The product was originally developed by Tandem Computers. Tandem was acquired by Compaq in 1997. Compaq was later acquired by Hewlett-Packard in 2002. When Hewlett-Packard split in 2015 into HP Inc. and Hewlett Packard Enterprise, NonStop SQL and the rest of the NonStop product line went to Hewlett Packard Enterprise.
The product primarily is used for online transaction processing and is tailored for organizations that need high availability and scalability for their database system. Typical users of the product are stock exchanges, telecommunications, POS, and bank ATM networks.[1]
History
NonStop SQL is designed to run effectively on parallel computers, adding functionality for distributed data, distributed execution, and distributed transactions.
First released in 1987, a second version in 1989[2] added the ability to run queries in parallel, and the product became fairly famous for being one of the few systems that scales almost linearly with the number of processors in the machine: adding a second CPU to an existing NonStop SQL server almost exactly doubled its performance.

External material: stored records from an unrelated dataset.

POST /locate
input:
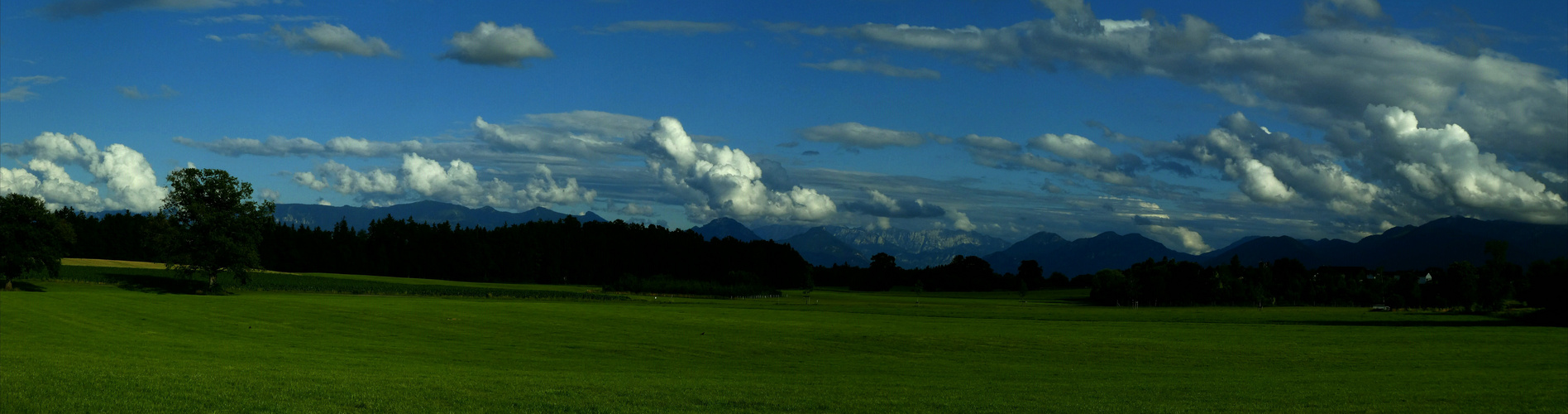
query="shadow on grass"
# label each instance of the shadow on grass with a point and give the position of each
(162, 286)
(1408, 324)
(22, 286)
(1529, 319)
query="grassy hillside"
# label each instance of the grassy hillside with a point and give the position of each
(94, 347)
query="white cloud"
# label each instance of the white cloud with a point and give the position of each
(278, 147)
(1446, 166)
(1073, 147)
(888, 207)
(722, 181)
(1321, 77)
(250, 19)
(61, 10)
(347, 181)
(679, 27)
(635, 209)
(858, 135)
(874, 68)
(17, 94)
(1258, 181)
(129, 176)
(960, 220)
(1184, 238)
(334, 40)
(546, 140)
(458, 184)
(996, 152)
(136, 93)
(496, 46)
(36, 80)
(124, 171)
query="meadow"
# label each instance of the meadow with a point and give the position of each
(150, 345)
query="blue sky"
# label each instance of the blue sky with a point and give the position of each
(1191, 123)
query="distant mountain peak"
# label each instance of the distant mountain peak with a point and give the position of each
(425, 210)
(724, 226)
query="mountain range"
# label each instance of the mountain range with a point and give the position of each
(1435, 243)
(314, 215)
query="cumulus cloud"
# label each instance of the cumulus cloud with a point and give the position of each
(267, 193)
(1179, 237)
(1443, 165)
(17, 94)
(136, 93)
(544, 140)
(63, 10)
(676, 27)
(496, 46)
(853, 135)
(1389, 170)
(888, 207)
(960, 220)
(124, 171)
(36, 80)
(347, 181)
(722, 181)
(280, 147)
(332, 40)
(1073, 147)
(629, 209)
(1341, 13)
(874, 68)
(996, 152)
(250, 19)
(460, 184)
(1321, 77)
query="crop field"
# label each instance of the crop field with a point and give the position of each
(136, 342)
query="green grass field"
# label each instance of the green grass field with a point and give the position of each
(80, 347)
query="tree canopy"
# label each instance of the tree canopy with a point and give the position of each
(30, 237)
(212, 224)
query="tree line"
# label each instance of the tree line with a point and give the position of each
(1288, 282)
(617, 254)
(209, 226)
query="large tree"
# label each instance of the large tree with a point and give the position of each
(212, 224)
(30, 237)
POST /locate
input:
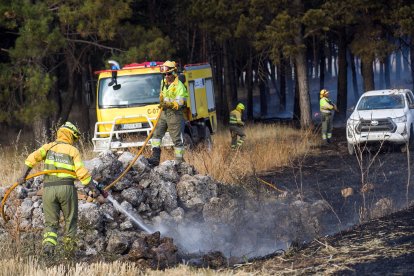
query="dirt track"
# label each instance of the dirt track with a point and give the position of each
(377, 246)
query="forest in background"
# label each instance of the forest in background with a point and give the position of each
(49, 50)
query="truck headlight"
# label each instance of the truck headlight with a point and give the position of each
(401, 119)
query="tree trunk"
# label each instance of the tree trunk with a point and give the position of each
(322, 65)
(367, 73)
(302, 78)
(281, 73)
(354, 76)
(381, 75)
(387, 77)
(67, 102)
(227, 79)
(249, 87)
(412, 60)
(398, 65)
(342, 74)
(263, 97)
(296, 100)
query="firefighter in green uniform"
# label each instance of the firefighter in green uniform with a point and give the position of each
(59, 190)
(236, 126)
(326, 107)
(173, 99)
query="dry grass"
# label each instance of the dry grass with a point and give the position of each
(32, 267)
(267, 147)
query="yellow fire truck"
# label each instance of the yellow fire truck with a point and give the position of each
(127, 105)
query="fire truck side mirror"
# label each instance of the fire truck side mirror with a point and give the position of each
(87, 94)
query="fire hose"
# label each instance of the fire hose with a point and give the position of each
(7, 193)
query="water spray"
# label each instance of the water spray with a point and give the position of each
(135, 218)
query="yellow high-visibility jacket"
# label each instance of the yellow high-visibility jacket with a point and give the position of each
(60, 155)
(236, 117)
(175, 93)
(325, 105)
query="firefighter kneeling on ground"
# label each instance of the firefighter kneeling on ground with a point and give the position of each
(60, 193)
(173, 98)
(326, 107)
(236, 127)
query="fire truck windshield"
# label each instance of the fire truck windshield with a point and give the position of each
(132, 90)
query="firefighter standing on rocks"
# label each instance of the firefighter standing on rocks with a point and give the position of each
(326, 107)
(173, 99)
(60, 193)
(236, 127)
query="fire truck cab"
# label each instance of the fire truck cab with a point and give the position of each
(127, 102)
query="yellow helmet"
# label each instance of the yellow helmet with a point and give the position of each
(168, 66)
(323, 93)
(73, 129)
(240, 106)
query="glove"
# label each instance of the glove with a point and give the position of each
(92, 189)
(25, 172)
(174, 105)
(166, 105)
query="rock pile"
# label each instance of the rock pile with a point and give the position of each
(187, 213)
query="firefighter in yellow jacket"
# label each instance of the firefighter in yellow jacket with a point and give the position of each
(236, 126)
(59, 190)
(326, 108)
(173, 98)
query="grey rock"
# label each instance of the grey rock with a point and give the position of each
(193, 193)
(117, 243)
(26, 208)
(133, 195)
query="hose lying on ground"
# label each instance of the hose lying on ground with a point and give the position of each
(7, 193)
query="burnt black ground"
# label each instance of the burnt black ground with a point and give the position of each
(326, 170)
(357, 245)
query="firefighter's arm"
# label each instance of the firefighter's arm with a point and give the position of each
(81, 172)
(239, 119)
(38, 155)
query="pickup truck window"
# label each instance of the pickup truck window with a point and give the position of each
(135, 90)
(381, 102)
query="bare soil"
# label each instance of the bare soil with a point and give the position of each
(369, 238)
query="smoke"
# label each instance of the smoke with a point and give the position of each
(260, 229)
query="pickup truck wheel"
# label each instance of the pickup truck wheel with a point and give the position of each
(351, 149)
(411, 139)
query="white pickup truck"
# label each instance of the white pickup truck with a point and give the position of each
(382, 116)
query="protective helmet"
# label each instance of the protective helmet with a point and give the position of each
(323, 93)
(168, 66)
(240, 106)
(73, 129)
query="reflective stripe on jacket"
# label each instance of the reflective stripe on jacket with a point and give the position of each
(175, 92)
(60, 155)
(235, 117)
(325, 105)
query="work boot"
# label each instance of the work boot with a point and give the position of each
(154, 160)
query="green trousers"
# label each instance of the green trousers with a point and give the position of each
(58, 198)
(326, 126)
(173, 121)
(235, 132)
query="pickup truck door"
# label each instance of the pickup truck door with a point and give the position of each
(410, 101)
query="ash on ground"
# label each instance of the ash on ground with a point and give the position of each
(192, 218)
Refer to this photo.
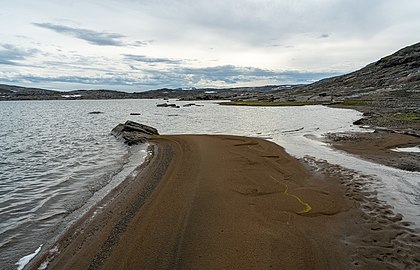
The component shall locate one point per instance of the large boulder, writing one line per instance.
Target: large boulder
(133, 132)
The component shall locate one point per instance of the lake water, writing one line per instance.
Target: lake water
(57, 160)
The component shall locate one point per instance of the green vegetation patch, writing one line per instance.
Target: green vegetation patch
(407, 116)
(267, 103)
(355, 102)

The second version added /MP to its name, for Massively Parallel. A third version, NonStop SQL/MX, created a product that was more ANSI SQL compliant than its predecessor. NonStop SQL/MX has shipped on the NonStop platform since 2002, and can access tables created by NonStop SQL/MP, although only "Native SQL/MX tables" offer ANSI compliance and many "Oracle-like" enhancements. The HP Neoview business intelligence platform was built using NonStop SQL as its origins. NonStop SQL/MX is HP's only OLTP database product.
Parts of the Neoview code base were open sourced in 2014 under the name Trafodion, which is now a top-level Apache project.